Hannah died in a Melbourne hospital on 1 June 1902, aged 25, ‘of an injury she inflicted on herself’3. She was buried at Melbourne’s Boroondara Cemetery (Kew), in a ‘general’ (pauper) grave belonging to the Young Women’s Christian Association who paid the 3 pound cost of her funeral. In attendance were a representative of the YWCA, a clergyman, gravedigger and undertaker. Henry was in London when Hannah died, and arrived back in Australia on 12 July 1902 on board the steamer ‘Karlsruhe’ which docked in Adelaide. He is believed to have been deeply affected by her death, so much so that he would write several poems to her: To Hannah (1904); Hannah Thornburn (1905), The Lily of St Leonards (1907) and Do They Think I Do Not Know (1910). Henry was mistaken when he penned the words ‘She was buried at Brighton, where Gordon sleeps’ – a line from Do They Think I Do Not Know – as her grave has always been at Kew.

 

In 1971, the Henry Lawson Society met the cost of placing a bronze plaque and a concrete slab and headstone on Hannah’s grave.  On 5th February 1972, Dr Colin Roderick, Life Honorary Member of the Society, unveiled the plaque. The Lawsonian (March, 1972 edition) states : ‘the function attracted considerable interest in both press and literary circles. In spite of a very hot afternoon the attendance was good.
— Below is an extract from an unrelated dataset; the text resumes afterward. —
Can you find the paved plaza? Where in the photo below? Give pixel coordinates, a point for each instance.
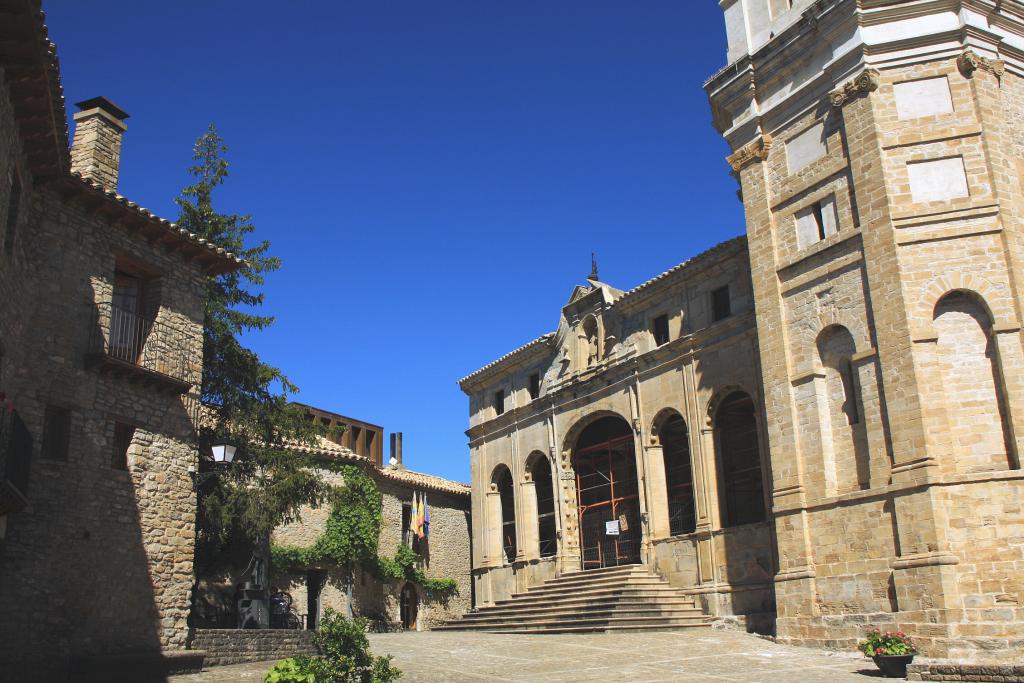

At the last minute we had to re-adjust our programme to include the well known folk singer, Shirley Jacobs, who found it possible, owing to our change of date, to assist with Lawson songs from her recent recording’.4

 

I had learned much from delving into the story of Hannah Thornburn. I decided to visit her grave and read Henry’s Hannah Thornburn to her. The Melbourne day was cold and overcast, the cemetery was quiet, and I imagined Hannah was listening. To me, Hannah remains somewhat of an enigma, a feeling reinforced as I silently left her in peace.

 

Leigh Hay (Lawsonian Editor)

 

 

1Information written by H Smith (The Lawsonian, July 2006), submitted by Brenda Carew.

2McLellan, Gwenyth Dorothy, Henry Lawson’s women: the angel/devil dichotomy, Master of Arts (Hons.) thesis, Department of English, University of Wollongong, 1991. http://ro.uow.edu.au/theses/2195.

3’In Black and White’ The Herald, Monday Jan 24 1972.

4 Information submitted by Elizabeth Wright (The Lawsonian, March 1972).